If there is one major problem in implementing the minimum wage-hour law, it is how to keep weekly work and pay records while continuing to pay employees a fixed monthly salary.

Some officials, particularly in smaller communities, seem to think that because they have been paying salaries on a monthly basis the law does not apply to them. That is wrong. The minimum wage law applies to every public employer regardless of how he pays wages. Municipalities paying once a month must still meet the minimum hourly wage, they must pay overtime when it becomes applicable, and they must keep weekly records of hours actually worked.

Other officials apparently believe that the law requires them to pay employees on an hourly basis. This is also incorrect. Under the act employees can be paid by the hour, by the week, by the month or by any method which is mutually agreeable. However, unless they always work the same number of hours, they will not receive a fixed amount each payday.

The big problem—regardless of how employees are paid—is that the employer must establish an hourly equivalent to the monthly or other wage. That monthly equivalent must be at least $2 per hour or a minimum of $346.66 per month based on a 40-hour work week.

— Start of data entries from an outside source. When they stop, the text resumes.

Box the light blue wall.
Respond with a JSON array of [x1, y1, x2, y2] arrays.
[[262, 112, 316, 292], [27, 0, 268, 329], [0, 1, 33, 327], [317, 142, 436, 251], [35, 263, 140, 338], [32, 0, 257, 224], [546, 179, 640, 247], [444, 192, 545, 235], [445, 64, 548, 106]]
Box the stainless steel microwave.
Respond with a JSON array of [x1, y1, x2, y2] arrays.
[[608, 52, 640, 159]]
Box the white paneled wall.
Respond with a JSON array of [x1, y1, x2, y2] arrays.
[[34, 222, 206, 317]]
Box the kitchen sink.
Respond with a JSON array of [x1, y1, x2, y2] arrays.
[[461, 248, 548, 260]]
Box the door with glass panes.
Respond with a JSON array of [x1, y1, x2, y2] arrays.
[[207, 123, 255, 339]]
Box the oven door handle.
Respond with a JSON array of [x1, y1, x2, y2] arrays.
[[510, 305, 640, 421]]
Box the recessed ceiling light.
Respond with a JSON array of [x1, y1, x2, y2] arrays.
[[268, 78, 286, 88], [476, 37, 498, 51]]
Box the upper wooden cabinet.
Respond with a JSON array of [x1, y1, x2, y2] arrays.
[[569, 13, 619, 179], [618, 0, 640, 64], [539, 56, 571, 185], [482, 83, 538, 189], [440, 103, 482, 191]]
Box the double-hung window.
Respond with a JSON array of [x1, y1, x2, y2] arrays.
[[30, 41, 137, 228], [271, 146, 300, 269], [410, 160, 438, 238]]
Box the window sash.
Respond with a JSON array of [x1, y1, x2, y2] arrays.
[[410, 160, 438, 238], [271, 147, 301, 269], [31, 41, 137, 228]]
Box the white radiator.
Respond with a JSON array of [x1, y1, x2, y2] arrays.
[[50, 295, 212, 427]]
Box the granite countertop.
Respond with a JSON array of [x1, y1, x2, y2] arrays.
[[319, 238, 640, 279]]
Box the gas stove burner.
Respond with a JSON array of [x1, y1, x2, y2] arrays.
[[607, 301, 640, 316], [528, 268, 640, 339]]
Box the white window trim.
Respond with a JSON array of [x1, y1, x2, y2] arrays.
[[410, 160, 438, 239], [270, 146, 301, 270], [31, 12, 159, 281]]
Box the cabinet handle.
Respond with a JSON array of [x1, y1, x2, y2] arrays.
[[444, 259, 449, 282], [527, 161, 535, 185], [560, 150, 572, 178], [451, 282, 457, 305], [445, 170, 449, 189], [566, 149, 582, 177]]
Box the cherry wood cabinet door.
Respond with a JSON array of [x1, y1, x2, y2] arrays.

There is no way for the employer to avoid establishing an hourly equivalent for each job covered by the law. Nor is there any way for an employer to avoid keeping weekly records of the number of hours worked and the rate per hour which the employee receives for each hour worked.

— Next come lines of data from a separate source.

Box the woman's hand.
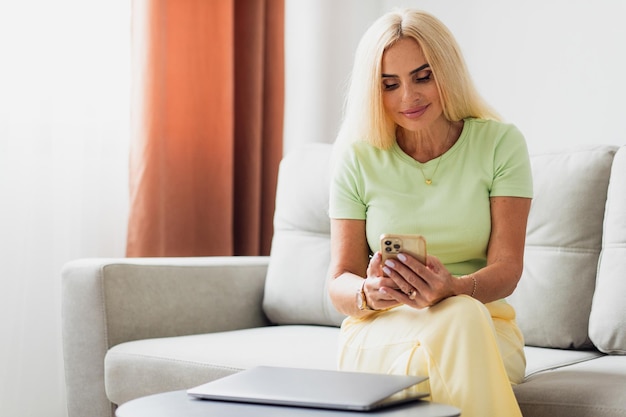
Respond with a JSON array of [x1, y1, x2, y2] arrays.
[[380, 252, 460, 309], [360, 252, 402, 311]]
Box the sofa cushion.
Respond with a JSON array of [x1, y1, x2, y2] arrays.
[[104, 325, 339, 406], [508, 145, 618, 349], [590, 145, 626, 354], [263, 143, 345, 326], [522, 346, 604, 378], [513, 355, 626, 417]]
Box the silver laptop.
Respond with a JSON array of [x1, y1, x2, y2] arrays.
[[187, 366, 429, 411]]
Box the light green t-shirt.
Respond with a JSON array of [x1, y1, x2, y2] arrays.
[[329, 118, 533, 276]]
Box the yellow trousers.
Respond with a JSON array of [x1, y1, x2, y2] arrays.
[[338, 295, 524, 417]]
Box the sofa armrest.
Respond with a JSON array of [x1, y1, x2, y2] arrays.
[[61, 256, 270, 417]]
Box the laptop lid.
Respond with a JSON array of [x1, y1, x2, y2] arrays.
[[186, 366, 429, 411]]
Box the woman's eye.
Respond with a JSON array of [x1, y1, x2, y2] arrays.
[[383, 82, 399, 91], [414, 72, 432, 83]]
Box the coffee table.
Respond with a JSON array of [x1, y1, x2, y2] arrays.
[[116, 390, 460, 417]]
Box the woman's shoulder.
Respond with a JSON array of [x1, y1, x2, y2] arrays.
[[465, 119, 524, 142], [332, 140, 381, 173], [465, 118, 522, 136], [462, 119, 530, 172], [336, 140, 389, 161], [463, 118, 526, 148]]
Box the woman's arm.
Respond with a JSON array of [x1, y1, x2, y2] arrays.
[[330, 196, 531, 312], [473, 196, 532, 302], [328, 219, 400, 315], [372, 196, 532, 307]]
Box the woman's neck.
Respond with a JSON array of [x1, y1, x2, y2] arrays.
[[396, 120, 462, 163]]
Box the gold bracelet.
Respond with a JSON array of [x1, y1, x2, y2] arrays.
[[470, 275, 477, 297], [461, 274, 477, 298]]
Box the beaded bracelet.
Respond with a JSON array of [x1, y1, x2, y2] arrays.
[[460, 274, 477, 298]]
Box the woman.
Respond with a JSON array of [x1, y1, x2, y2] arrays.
[[328, 9, 532, 417]]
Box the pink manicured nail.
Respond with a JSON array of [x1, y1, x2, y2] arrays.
[[397, 253, 407, 262]]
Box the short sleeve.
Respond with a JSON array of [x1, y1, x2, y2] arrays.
[[491, 125, 534, 198], [329, 147, 367, 220]]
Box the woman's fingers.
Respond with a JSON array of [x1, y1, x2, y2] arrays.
[[382, 253, 456, 307], [382, 257, 427, 294]]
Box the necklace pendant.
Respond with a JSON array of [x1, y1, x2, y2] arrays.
[[425, 179, 432, 185]]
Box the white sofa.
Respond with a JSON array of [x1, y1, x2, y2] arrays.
[[62, 143, 626, 417]]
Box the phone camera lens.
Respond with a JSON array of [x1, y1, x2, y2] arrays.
[[393, 244, 401, 250], [384, 240, 392, 246], [384, 247, 392, 252]]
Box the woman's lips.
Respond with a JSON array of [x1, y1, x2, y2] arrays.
[[401, 105, 429, 119]]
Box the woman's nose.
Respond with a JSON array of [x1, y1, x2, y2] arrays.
[[401, 82, 420, 103]]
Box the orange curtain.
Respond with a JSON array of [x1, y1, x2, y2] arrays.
[[127, 0, 284, 257]]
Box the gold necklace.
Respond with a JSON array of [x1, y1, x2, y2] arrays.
[[419, 157, 443, 185], [418, 122, 453, 185]]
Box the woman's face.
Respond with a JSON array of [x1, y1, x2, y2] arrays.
[[381, 37, 444, 132]]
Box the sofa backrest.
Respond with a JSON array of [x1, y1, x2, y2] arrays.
[[262, 142, 626, 353], [263, 143, 345, 326], [507, 145, 618, 349], [589, 146, 626, 354]]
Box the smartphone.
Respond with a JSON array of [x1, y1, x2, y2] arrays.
[[380, 233, 427, 265]]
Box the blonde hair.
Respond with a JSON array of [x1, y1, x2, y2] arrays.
[[336, 9, 499, 150]]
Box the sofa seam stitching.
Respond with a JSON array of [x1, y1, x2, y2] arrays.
[[106, 351, 246, 372]]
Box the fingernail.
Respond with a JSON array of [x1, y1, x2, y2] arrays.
[[397, 253, 407, 262], [384, 260, 395, 267], [382, 266, 391, 276]]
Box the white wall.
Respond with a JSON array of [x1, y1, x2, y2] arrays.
[[285, 0, 626, 155], [0, 2, 130, 417], [283, 0, 380, 154]]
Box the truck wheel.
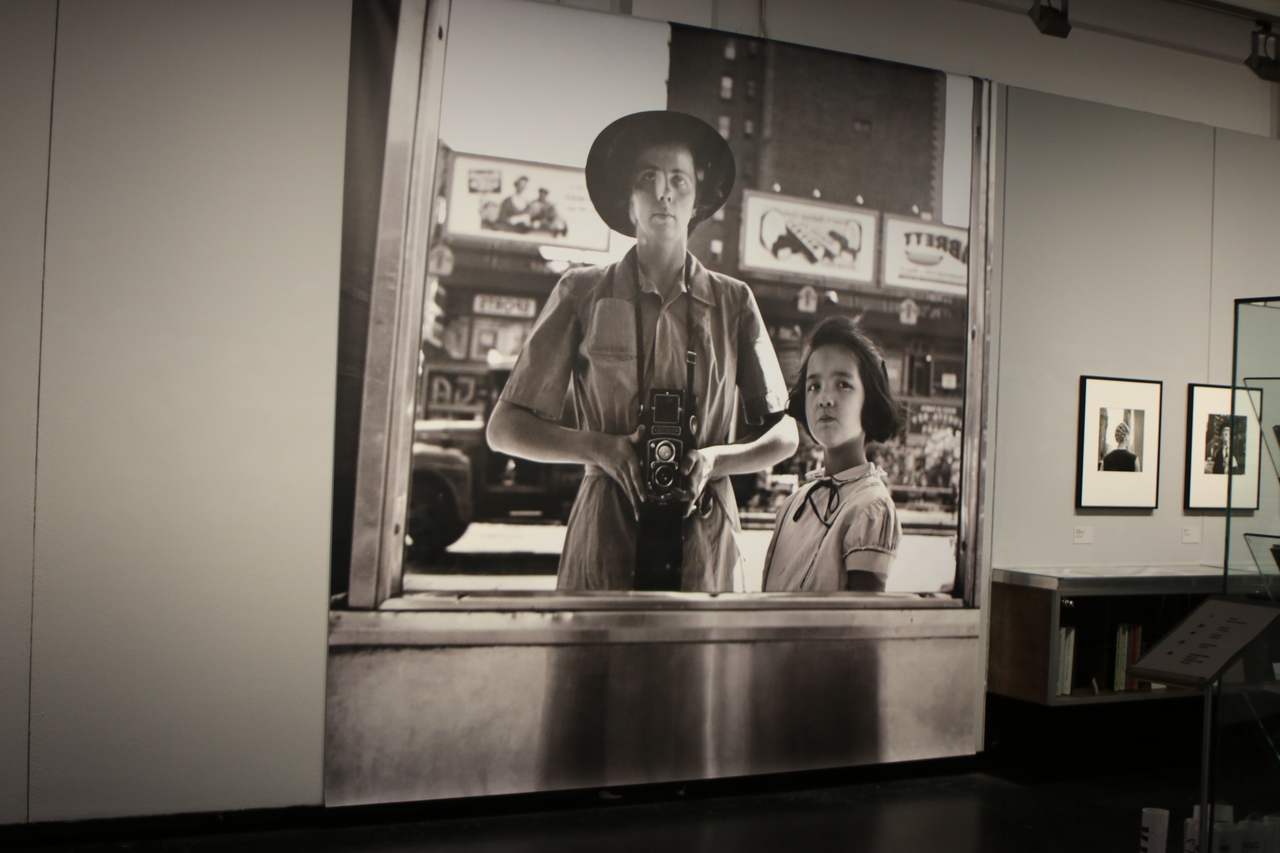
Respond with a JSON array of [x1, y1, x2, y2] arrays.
[[407, 475, 466, 562]]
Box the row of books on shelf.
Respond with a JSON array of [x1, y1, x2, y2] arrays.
[[1056, 622, 1159, 696]]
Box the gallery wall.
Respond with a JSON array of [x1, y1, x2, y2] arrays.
[[2, 0, 1280, 826], [992, 97, 1280, 572], [993, 88, 1217, 568], [0, 0, 57, 827], [2, 0, 351, 823]]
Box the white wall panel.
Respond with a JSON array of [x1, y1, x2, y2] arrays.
[[993, 88, 1215, 569], [28, 0, 349, 820], [0, 0, 57, 826], [1208, 131, 1280, 383]]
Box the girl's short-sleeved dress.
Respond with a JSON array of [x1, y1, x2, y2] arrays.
[[761, 462, 900, 592], [500, 247, 789, 592]]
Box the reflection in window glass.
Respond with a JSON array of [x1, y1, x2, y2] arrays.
[[391, 23, 979, 600]]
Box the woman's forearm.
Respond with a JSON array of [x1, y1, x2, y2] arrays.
[[487, 399, 646, 511], [486, 399, 604, 465], [701, 415, 799, 479]]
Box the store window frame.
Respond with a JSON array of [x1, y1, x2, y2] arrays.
[[345, 0, 998, 613]]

There are two obvious reasons for requiring that wages be converted to hourly equivalents. First, the only way to adequately determine that the employee is receiving the minimum wage is to reduce his earnings to their hourly equivalent. Second, this is the only rate which determines how much the employee will receive for overtime whenever he works more than 40 hours in any work week. If the employee works more than 40 hours in a work week, he receives one and one-half his regular hourly rate of pay for each hour worked.

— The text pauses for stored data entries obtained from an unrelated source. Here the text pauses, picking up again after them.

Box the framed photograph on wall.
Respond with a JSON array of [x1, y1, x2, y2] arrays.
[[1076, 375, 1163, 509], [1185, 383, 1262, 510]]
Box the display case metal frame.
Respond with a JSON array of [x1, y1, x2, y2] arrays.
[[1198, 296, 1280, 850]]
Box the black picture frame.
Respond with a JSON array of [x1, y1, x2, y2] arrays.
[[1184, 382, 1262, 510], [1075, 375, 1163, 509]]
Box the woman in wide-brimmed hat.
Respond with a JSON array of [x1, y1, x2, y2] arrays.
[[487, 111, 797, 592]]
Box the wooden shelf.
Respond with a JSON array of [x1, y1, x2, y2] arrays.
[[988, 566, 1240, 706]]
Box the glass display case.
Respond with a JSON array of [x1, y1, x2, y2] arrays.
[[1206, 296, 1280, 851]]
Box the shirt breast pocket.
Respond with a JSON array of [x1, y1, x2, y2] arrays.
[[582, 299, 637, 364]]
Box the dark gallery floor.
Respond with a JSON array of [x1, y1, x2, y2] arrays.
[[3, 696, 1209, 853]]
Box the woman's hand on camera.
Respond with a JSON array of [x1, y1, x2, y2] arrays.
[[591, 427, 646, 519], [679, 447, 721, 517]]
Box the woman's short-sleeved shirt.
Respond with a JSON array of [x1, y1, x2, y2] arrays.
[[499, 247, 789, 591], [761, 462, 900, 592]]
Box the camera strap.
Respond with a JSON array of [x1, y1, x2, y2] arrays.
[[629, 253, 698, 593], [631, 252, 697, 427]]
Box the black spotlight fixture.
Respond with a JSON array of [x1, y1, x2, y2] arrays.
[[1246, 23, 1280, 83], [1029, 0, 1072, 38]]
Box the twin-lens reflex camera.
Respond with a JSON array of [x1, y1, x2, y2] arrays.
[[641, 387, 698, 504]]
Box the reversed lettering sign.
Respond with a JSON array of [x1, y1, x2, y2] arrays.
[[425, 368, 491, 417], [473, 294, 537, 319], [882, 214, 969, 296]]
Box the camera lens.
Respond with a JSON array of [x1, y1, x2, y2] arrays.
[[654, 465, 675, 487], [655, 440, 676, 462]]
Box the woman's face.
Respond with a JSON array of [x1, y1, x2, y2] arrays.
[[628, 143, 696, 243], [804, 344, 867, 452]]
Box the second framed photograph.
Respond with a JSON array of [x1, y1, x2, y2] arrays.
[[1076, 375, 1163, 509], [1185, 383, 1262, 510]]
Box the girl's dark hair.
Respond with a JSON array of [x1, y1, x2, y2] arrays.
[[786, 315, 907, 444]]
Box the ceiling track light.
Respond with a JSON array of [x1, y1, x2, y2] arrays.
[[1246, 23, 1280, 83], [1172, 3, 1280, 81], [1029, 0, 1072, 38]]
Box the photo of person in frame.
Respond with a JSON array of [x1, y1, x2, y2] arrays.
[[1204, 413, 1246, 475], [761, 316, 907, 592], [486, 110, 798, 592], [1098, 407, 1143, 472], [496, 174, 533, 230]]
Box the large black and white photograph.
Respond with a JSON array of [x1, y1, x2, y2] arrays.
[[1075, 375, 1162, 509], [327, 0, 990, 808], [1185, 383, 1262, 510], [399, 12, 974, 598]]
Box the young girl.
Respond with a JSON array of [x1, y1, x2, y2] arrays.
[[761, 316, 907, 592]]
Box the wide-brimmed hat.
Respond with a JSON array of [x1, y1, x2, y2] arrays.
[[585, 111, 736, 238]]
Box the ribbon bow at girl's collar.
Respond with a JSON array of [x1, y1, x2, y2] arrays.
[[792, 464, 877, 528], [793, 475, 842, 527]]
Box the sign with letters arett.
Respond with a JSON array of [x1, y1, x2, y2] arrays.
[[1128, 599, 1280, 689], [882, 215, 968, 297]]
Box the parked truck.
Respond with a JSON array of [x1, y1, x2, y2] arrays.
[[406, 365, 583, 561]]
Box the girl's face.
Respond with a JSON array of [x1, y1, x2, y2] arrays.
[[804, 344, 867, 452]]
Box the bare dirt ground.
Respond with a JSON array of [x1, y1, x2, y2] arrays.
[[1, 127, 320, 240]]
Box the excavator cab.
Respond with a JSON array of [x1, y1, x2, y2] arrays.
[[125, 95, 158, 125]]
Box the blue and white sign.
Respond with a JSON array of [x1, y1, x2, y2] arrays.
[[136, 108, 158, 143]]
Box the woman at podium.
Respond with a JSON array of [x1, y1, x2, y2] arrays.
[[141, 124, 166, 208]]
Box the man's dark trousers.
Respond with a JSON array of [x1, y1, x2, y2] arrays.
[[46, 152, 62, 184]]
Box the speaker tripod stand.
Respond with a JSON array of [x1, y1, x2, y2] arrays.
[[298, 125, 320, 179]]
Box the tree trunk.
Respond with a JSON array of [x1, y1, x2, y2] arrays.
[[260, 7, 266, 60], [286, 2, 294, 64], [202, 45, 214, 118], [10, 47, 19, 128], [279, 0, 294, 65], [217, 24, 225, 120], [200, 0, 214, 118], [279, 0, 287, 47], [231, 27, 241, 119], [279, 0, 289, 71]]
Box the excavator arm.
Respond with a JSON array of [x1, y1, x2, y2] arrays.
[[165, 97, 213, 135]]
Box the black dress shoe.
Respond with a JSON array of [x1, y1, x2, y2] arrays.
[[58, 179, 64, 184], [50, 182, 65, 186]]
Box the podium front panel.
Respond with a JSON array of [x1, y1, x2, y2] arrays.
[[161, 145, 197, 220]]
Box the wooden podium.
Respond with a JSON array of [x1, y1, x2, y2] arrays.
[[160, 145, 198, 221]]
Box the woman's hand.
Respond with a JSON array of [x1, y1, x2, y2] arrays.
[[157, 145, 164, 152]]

There are some officials who do not want to be bothered with computing hourly wages and keeping weekly work records. They would prefer just to give the employees a raise and continue to work the employee a 44- or 48-hour week just as they have been doing. This kind of approach will not work. If you raise the employee's monthly wage, all you do is increase his hourly equivalent wage. You will still have to keep work records by the week. You will still have to pay the employee one and one-half times his hourly wage for all hours worked in excess of 40 hours per week.

If the employee generally never works more than his assigned 40 or 44 hours per week, you may continue to pay him monthly or semimonthly. Your weekly records must show the hours worked each week and the overtime paid where applicable. In any pay period in which the employee works more than his normal 40 or 44 hours, his paycheck must be increased to show the extra compensation. In any pay period where the employee works less than his regular 40 or 44 hours, his check should be reduced by the number of hours not worked.

One problem with this method is that the employee never will receive in any pay period the amount of money actually earned. Part of the time he will have earned more than he is paid. Part of the time he will have earned less. But over the period of one year, using this method, the employee will receive exactly what is due him.